Before the return is submitted to HMRC, its final version should be reviewed by the Client who needs to sign a statement, in which they agree for the return to be submitted and accept all of the declared amounts.
Taxpol should not submit tax returns on behalf of Clients who are unable to provide evidence for their expenses if these expenses exceed 10% of their turnover.
Tax returns filed on behalf of Clients, where the ratio of expenses to turnover falls in the range of 11-20%, may be filed only based on business records kept by the Client (see section 2), which would support the data quoted in the tax return. It is Taxpol’s duty to check, whether such records do exist.
Taxpol has a duty to file any tax returns with expenses exceeding 20% of turnover only after reviewing all of the records and only when such records are available for the verification of the numeric data included in the tax return.
II. New rules for interpreting expenses
Taxpol and its Clients are under obligation to apply new rules when it comes to the interpretation of expenses related to business operations:
Costs of tickets and fuel as costs of commuting between home and work are not going to be accepted by HMRS unless the Client works at various locations and does not operate within a specified area, or performs a particular job outside their usual area of operations. Such costs can be included in a tax return, providing that the Client can support it, e.g. by keeping relevant records. Other transportation costs pertaining to business operations, such as travelling to a tool store, shall still be accepted, provided the Client can demonstrate that the expense was for business purposes only and is able to provide details as to the purpose of any such expense and as to the particular order it was related to;
Telephone costs can be accepted as business expenses if the Client can support them with a telephone record, marking individual business-related calls;
Internet costs will be accepted if they were solely for business purposes and the Client is able to support such instances with relevant documents;
Tools and material storage in the household is not a basis to classify one’s home as business premises. Such costs can be accepted if the Client uses a room within the house for business purposes only, e.g. to keep business records, work on growing his business, or provide actual servicess. In such instances the Client can apply a set monthly rate only in months in which such expense took place.
III. Date for the new rules to come into force
Taxpol and its Clients are required to apply all the new rules as of 10 September 2014.

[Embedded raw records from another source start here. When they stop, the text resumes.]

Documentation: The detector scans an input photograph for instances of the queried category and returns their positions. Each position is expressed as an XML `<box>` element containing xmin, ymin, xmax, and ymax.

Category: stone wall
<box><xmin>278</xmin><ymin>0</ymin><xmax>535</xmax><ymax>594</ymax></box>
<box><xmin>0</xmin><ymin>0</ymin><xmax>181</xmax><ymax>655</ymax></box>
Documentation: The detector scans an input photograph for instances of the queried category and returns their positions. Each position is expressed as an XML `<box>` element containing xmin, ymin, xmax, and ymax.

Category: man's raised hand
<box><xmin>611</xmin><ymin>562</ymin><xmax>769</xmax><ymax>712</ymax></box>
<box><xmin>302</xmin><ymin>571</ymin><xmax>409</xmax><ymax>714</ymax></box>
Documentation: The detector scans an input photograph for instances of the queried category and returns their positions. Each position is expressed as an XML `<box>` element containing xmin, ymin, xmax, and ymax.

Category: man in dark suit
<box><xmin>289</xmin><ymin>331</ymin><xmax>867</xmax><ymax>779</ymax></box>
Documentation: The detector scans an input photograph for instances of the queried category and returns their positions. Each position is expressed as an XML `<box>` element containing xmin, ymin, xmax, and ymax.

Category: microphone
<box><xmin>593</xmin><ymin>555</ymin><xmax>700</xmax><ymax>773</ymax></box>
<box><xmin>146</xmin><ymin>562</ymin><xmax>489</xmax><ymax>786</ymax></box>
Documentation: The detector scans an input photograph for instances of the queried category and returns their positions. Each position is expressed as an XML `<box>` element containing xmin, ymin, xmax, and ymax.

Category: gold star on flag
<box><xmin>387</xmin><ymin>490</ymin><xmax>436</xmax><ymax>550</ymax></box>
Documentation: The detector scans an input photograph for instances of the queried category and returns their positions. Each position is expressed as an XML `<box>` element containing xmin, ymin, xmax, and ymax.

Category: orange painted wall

IV. Amendment Programme 2012/13 and 2013/14 for CIS Clients
All Clients registered under CIS (subcontractors) who in their tax returns for years 2012/13 and 2013/14 defined expenses in a way different to the above interpretation should amend their tax returns in line with the above rules. Taxpol, following a review of its own records, is required to identify such Clients and notify them of any amendments that may be necessary. The deadline for submitting voluntary amendments under this programme is 31 December 2014.
V. HMRC guarantee
HMRC guarantees that those Clients who accept and apply the rules under the new programme (including the CIS Clients required to amend their returns) will not be required to alter their tax returns for any years prior to 2012/13 in relation to the above provisions. It means that HMRC will not ask these Clients to amend their tax returns made before 6 April 2013, unless any such return is selected for enquiry due to matters unconnected with this programme. HMRC guarantees that the CIS Clients who voluntarily submit corrected returns for years 2012/13 and 2013/14 will not be subject to any penalties, and no interest will be charged with regard to repayment of any tax that could have been unlawfully returned.
HMRC gives the above guarantees only to those Clients who continue to engage with their Agents, in this case – the accounting firm Taxpol.
VI. Consequences and penalties
Clients who do not follow the rules imposed by the new programme, including CIS Clients who do not file voluntary amendments for years 2012/13 and 2013/14, risk that HMRC will review their returns and seek to recover any amounts of tax due, including penalties and interest:
a) for up to 4 latest years – when mistakes are found to be made in spite of taking reasonable care,
b) for up to 20 latest years – when mistakes found in a tax return result from negligence or deliberate behaviour.
HMRC undertakes to review all Clients who decide to discontinue engagement with their current Agent (in this case, the accounting firm Taxpol) and move to a different accountants or decide to file their tax returns personally. HMRC is able to find and identify all such Clients.
Conclusion
This letter has been written based purely on information provided by the HMRC. Please, do not ignore it. Should you need a more detailed explanation, please do not hesitate to contact any of our offices.
We advise all CIS Clients to submit their corrected tax returns voluntarily. Consequences of not taking action can be costly. On our part, we can assure that we will assist you in filing the corrected returns.
Should the expenses presented in your return exceed 20% of your turnover, but you claim they are accurate and were actually incurred only for business purposes, we will help you to provide (retrieve) relevant business records, in line with the HMRC rules. In such cases, amendments may not be necessary. If no such records can be provided, we will agree with you a line of defence in case of enquiry.
If the expenses shown in your return exceed 20% of your turnover and you know for a fact that some of them are inaccurate or were not entirely incurred in connection with your business activities, the voluntary correction is absolutely necessary.
In such a case, please contact us immediately. Voluntarily corrected returns, filed using us as an agent, can be filed no later than 11 December. After this date you will have another 2 weeks (until 31 December) to file a corrected return personally without our assist.
We hope that you accept the new HMRC rules and that, with joint effort, they will cause you as little concern as possible.
We are looking forward to hearing from you.